Cancer campaigner and former Watchdog presenter Lynn Faulds Woods says she couldn't accept an MBE because it would be hypocritical of her

Former Watchdog presenter Lynn Faulds Woods has declined an MBE because she said she would have been a ‘hypocrite’ if she had accepted.

Speaking to the BBC, the consumer safety and cancer campaigner acknowledged she may be deserving of an honour, but couldn’t accept it while the word ‘Empire’ was associated with them.

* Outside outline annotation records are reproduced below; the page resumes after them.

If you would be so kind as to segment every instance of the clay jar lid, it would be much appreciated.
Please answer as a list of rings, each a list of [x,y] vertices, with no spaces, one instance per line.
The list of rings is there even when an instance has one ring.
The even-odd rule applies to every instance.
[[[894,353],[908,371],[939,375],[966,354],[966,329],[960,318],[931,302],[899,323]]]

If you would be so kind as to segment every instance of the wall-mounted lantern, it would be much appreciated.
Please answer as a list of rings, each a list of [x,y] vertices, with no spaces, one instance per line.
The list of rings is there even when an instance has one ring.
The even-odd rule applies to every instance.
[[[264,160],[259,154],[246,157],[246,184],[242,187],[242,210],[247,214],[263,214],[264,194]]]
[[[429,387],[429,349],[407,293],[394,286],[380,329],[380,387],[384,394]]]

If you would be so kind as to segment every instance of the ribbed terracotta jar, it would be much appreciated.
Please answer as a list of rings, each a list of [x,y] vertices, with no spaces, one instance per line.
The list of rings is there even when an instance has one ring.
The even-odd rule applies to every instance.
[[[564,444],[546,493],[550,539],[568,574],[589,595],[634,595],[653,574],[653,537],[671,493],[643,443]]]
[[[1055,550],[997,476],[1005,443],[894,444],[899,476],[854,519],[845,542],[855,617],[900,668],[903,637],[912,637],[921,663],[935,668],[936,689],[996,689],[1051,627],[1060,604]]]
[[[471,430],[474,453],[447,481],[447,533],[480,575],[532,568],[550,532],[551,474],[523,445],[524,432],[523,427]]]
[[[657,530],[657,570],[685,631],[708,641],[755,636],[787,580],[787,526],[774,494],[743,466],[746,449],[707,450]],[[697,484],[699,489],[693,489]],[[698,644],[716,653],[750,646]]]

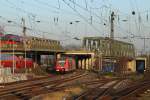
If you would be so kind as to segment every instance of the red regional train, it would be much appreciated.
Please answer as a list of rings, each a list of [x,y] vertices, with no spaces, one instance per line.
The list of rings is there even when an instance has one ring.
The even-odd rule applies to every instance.
[[[33,67],[32,59],[17,57],[12,53],[2,53],[0,56],[0,61],[3,67],[13,67],[13,65],[15,65],[16,68],[25,68],[25,64],[26,64],[26,68]]]
[[[69,72],[76,69],[76,63],[74,57],[63,56],[56,60],[55,71],[56,72]]]
[[[13,35],[13,34],[0,34],[1,45],[14,45],[17,43],[23,43],[23,39],[21,36]],[[30,58],[23,58],[23,53],[19,54],[19,57],[13,55],[12,52],[1,53],[0,62],[3,67],[13,67],[15,65],[16,68],[24,68],[33,66],[33,60]]]

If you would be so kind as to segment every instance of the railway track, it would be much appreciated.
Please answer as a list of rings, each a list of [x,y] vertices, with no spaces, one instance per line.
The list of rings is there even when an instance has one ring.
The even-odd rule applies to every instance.
[[[118,80],[101,81],[96,87],[83,92],[79,96],[75,97],[74,100],[99,100],[101,96],[106,95],[117,83]]]
[[[0,99],[9,100],[10,98],[14,97],[14,99],[28,100],[40,94],[62,89],[56,88],[56,86],[64,82],[81,78],[85,75],[87,75],[87,73],[78,73],[73,76],[58,80],[41,79],[36,81],[26,81],[22,82],[21,84],[18,83],[15,87],[9,86],[8,88],[1,89]]]
[[[112,100],[126,100],[128,97],[134,96],[141,91],[150,87],[150,81],[144,81],[129,86],[121,91],[111,94]]]

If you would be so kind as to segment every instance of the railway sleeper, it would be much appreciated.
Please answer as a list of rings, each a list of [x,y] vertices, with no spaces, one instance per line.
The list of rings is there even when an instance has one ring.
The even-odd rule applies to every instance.
[[[15,91],[11,93],[21,100],[29,100],[31,98],[29,95],[25,95],[24,93],[19,93]]]

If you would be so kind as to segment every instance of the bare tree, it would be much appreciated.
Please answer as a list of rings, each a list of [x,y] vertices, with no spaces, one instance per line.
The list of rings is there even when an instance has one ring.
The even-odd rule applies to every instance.
[[[4,34],[4,26],[0,25],[0,34]]]

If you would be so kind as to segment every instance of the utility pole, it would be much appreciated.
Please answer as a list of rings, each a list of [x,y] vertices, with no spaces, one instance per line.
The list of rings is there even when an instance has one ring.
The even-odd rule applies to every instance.
[[[24,18],[22,18],[22,25],[23,25],[23,31],[22,31],[22,33],[23,33],[23,45],[24,45],[24,52],[25,52],[25,54],[24,54],[24,61],[25,61],[25,70],[26,70],[26,68],[27,68],[27,66],[26,66],[26,26],[25,26],[25,19]]]
[[[113,62],[113,45],[114,45],[114,20],[115,20],[115,14],[114,12],[111,13],[111,18],[110,18],[110,21],[111,21],[111,24],[110,24],[110,63],[111,63],[111,67],[114,67],[114,62]]]

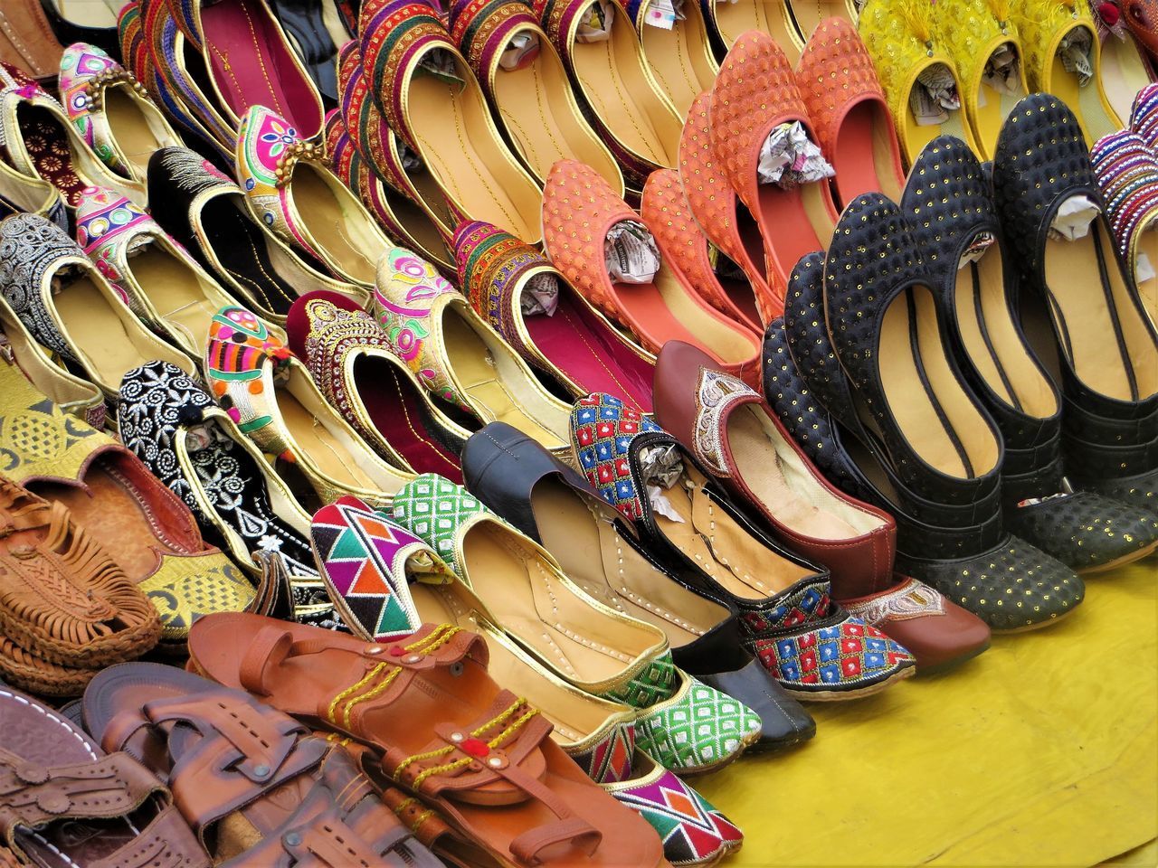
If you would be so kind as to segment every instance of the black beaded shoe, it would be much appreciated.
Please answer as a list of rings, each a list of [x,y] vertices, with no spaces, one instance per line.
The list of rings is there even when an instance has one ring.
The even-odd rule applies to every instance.
[[[535,440],[491,422],[467,441],[462,470],[476,498],[547,549],[587,594],[654,624],[677,667],[755,711],[763,724],[755,746],[785,748],[815,734],[808,713],[743,648],[734,610],[680,583],[579,473]]]
[[[300,295],[315,289],[366,304],[362,289],[322,274],[256,221],[245,196],[188,148],[162,148],[148,163],[149,212],[169,235],[263,319],[285,325]]]
[[[835,485],[893,515],[897,571],[995,631],[1045,626],[1072,611],[1084,596],[1082,580],[1004,530],[997,488],[979,492],[972,505],[937,502],[901,481],[878,441],[852,431],[859,420],[850,415],[851,389],[831,365],[835,350],[816,314],[823,310],[821,263],[820,255],[800,260],[789,282],[785,325],[772,323],[765,336],[769,404]]]
[[[1101,208],[1085,140],[1061,100],[1034,94],[1018,103],[997,141],[994,194],[1023,270],[1026,334],[1062,387],[1068,475],[1077,487],[1152,509],[1158,333],[1101,213],[1070,230],[1072,240],[1054,229],[1063,205],[1084,206],[1087,218]]]
[[[1062,399],[1013,314],[1018,273],[990,181],[960,139],[933,139],[901,199],[969,387],[1005,443],[1005,527],[1079,571],[1104,571],[1158,547],[1149,512],[1073,492],[1062,466]]]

She said: “I would love to have an honour if it didn’t have the word ’empire’ on the end of it. We don’t have an empire, in my opinion.

“I think honours are really important and should be given to people who have done really good stuff.

“And I’ve changed laws and I’ve helped saved a lot of people’s lives, so maybe I’m deserving of an honour, but I just wouldn’t accept it while we still have party donors donating huge amounts of money and getting an honour.”

Lynn, who is married to ITV journalist John Stapleton, presented Watchdog between 1985 and 1993 and was diagnosed with stage three bowel cancer at the time.

She continued: “We’re a very backward-looking country at the moment.

“We shouldn’t have lords and ladies and sirs. We should give people honours, yes, because plenty of people deserve them, including, I hope, myself.

“But it’s not a fair system.”

Her nomination came after she chaired a government independent review into the UK’s system for the recall of unsafe products, which she fears has now been ‘kicked into the long grass’.

She said she did not know who put her name forward for the honour, but believed it was related to her disappointment that no action had been taken since the review was published in February.

She isn’t the first TV personality to turn down a royal honour. Actor Jim Broadbent said no to an OBE in 2012, while Dawn French, Jennifer Saunders, Jon Snow, John Cleese and Alan Bennett have all refused them.